縁側で、ひなたぼっこでもしながら、あれこれ心に映るよしなしごとを、そこはかとなく書き綴ります。

南北会談

2018-01-09 22:54:24 | 時事放談
 2年1カ月ぶりに開催された南北当局間会談で、北朝鮮は平昌五輪への参加を正式表明したという。文在寅大統領には、朝鮮半島情勢不安から、この慶事の成功が危ぶまれていただけに、暗雲晴れて、太陽の代わりに真ん丸の金正恩労働党委員長の仏頂面、否、満面の笑顔がぽっかり現れたかのように受け止められたことだろう。しかも、この8カ月近く、金正恩労働党委員長は文在寅大統領のラブコールを焦らしに焦らした(と言うより完全無視してきた)結果である。交渉のスタートラインからして、金正恩労働党委員長の圧勝である。
 それにしても韓国の左派政権というのはこうも危なっかしいものかと思う。慶尚道(韓国の東半分で右派の地盤、旧・新羅)と全羅道(韓国の西半分で左派の地盤、旧・百済)の対立を、北(旧・高句麗)が利用し、右派の親米日に対抗するべく反日を煽って日韓の分断を図っているだけにしか見えないのだが、たとえ1500年前に新羅と百済と高句麗とで反目し合っていても、さらに東夷の日本よりは民族主義の幻想を捨てきれないのであろうか。

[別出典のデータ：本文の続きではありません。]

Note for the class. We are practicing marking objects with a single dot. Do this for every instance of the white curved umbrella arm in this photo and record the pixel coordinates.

 同じ今日、韓国政府は、日韓の慰安婦合意に関して新方針?なるものを発表したらしい。2年前の日韓合意は「両国間の公式合意だったという事実は否定できない」として日本側に再交渉は要求しないものの、日本が拠出した10億円と同額を韓国政府が拠出し、日本拠出分の扱いを今後日本側と協議するという。日本政府は優しいから、「全く受け入れられない」とわざわざ批判し、東京とソウルでただちに抗議したというが、世間の目がなければ、こりゃ韓国の国内問題に過ぎないと軽く突き放す類いのことのように思う。
 文在寅大統領のやっていることは、前政権の成果を尽く否定するトランプ大統領のやっていることに似ているが、トランプ大統領は、NAFTAにしてもTPPにしても、いやあ被害者(元慰安婦)が納得しないから、とか、国民が受け入れられないから、といった国内問題を盾に(もっと言うと他人のせいにして)国際合意を反故にするような恥ずかしい言い訳はしない。飽くまで(いくら考え方が浅薄で大局を見る目に欠けていようとも)自らの信念として表明しているはずだ。
 こうした韓国の左派政権の弱さは、北朝鮮との交渉でも遺憾なく発揮されそうな気がして、困ったものだと、つい思ってしまうのである。杞憂に過ぎなければいいのだが。